Immortality does not mean survival of the self or the ego after dissolution of the body. The Self always survives the dissolution of the body, because it always pre-existed before the birth of the body. The self is unborn and undying. The survival of the ego is only the first condition by which the individual soul is able to continue and link together its experiences in Avidya so as to pursue with an increasing self-possession and mastery that process of self-enlargement which culminates in Vidya.

By immortality is meant the consciousness which is beyond birth and death, beyond the chain of cause and effect, beyond all bondage and limitation, free, blissful, self-existent in conscious-being, the consciousness of the Lord, of the supreme Purusha, of Sachchidananda.


Immortality and birth

On this realisation man can base his free activity in the universe.

But having so far attained, what further utility has the soul for birth or for works?
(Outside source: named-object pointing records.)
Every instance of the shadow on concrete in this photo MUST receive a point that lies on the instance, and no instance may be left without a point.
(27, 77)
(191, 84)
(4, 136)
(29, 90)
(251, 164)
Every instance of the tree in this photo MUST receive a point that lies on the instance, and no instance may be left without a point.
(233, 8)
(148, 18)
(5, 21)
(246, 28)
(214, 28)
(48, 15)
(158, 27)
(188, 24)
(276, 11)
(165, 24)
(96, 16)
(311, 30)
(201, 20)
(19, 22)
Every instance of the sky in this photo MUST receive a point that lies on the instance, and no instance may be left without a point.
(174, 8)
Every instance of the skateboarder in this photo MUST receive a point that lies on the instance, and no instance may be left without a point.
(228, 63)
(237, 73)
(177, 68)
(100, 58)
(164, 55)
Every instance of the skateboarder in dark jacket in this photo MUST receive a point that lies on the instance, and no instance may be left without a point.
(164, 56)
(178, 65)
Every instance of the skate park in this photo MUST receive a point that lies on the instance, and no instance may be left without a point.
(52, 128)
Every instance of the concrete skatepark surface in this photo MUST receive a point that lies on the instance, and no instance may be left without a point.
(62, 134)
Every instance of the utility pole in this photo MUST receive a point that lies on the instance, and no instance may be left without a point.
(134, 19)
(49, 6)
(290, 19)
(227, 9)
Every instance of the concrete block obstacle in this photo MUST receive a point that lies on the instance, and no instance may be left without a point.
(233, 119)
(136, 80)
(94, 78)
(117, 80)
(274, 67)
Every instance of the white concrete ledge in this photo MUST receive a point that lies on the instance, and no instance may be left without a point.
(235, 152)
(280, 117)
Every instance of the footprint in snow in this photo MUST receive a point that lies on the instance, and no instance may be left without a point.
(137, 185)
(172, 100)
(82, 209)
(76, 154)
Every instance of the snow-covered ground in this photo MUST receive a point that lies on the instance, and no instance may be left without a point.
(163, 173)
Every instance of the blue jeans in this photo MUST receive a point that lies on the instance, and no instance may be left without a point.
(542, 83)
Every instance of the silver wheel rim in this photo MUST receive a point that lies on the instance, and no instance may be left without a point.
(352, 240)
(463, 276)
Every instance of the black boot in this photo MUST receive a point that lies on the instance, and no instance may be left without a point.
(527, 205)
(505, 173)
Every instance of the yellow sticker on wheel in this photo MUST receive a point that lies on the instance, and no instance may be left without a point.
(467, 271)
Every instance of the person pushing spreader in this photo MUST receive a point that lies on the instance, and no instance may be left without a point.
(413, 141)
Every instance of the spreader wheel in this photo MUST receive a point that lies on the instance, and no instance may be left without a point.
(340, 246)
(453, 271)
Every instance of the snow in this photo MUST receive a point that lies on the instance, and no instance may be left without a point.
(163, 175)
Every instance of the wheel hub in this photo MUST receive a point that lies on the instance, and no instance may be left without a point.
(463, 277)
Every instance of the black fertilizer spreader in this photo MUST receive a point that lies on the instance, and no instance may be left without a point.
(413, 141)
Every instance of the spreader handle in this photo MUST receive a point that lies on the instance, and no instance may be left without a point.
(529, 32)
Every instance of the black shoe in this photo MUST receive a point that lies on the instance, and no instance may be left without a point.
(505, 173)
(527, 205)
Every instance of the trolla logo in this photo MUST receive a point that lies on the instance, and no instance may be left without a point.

None for itself, everything for God and the universe.

Immortality beyond the universe is not the object of manifestation in the universe, for that the Self always possessed. Man exists in order that through him the Self may enjoy Immortality in the birth as well as in the non-becoming.

Nor is individual salvation the end; for that would only be the sublime of the ego, not its self-realisation through the Lord in all.
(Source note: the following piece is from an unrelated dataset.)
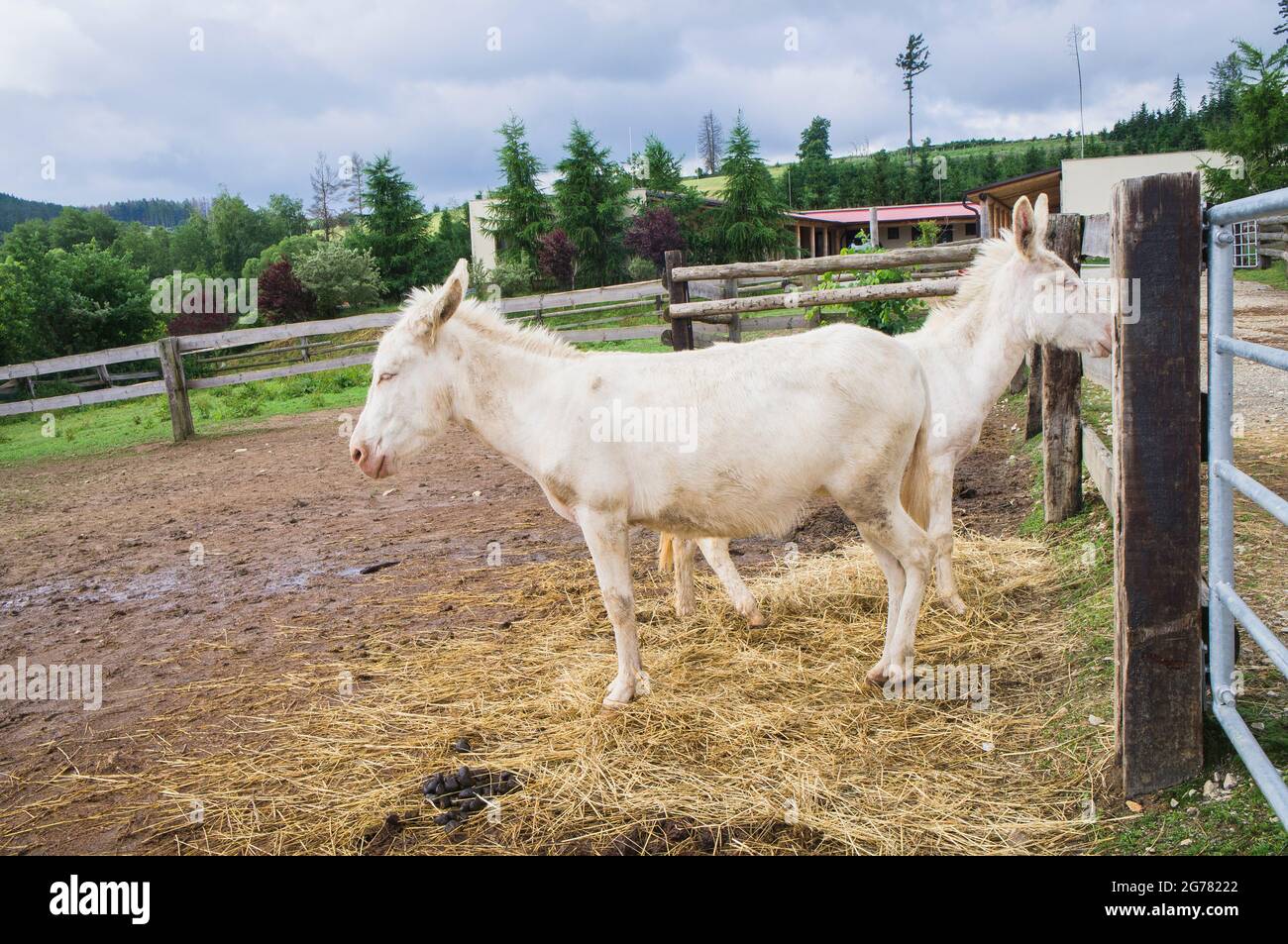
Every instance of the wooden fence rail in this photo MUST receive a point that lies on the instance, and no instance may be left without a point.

Having realised his own immortality, the individual has yet to fulfil God's work in the universe. He has to help the life, the mind and the body in all beings to express progressively Immortality and not mortality.

This he may do by the becoming in the material body which we ordinarily call birth, or from some status in another world or even, it is possible, from beyond world. But birth in the body is the most close, divine and effective form of help which the liberated can give to those who are themselves still bound to the progression of birth in the lowest world of the Ignorance.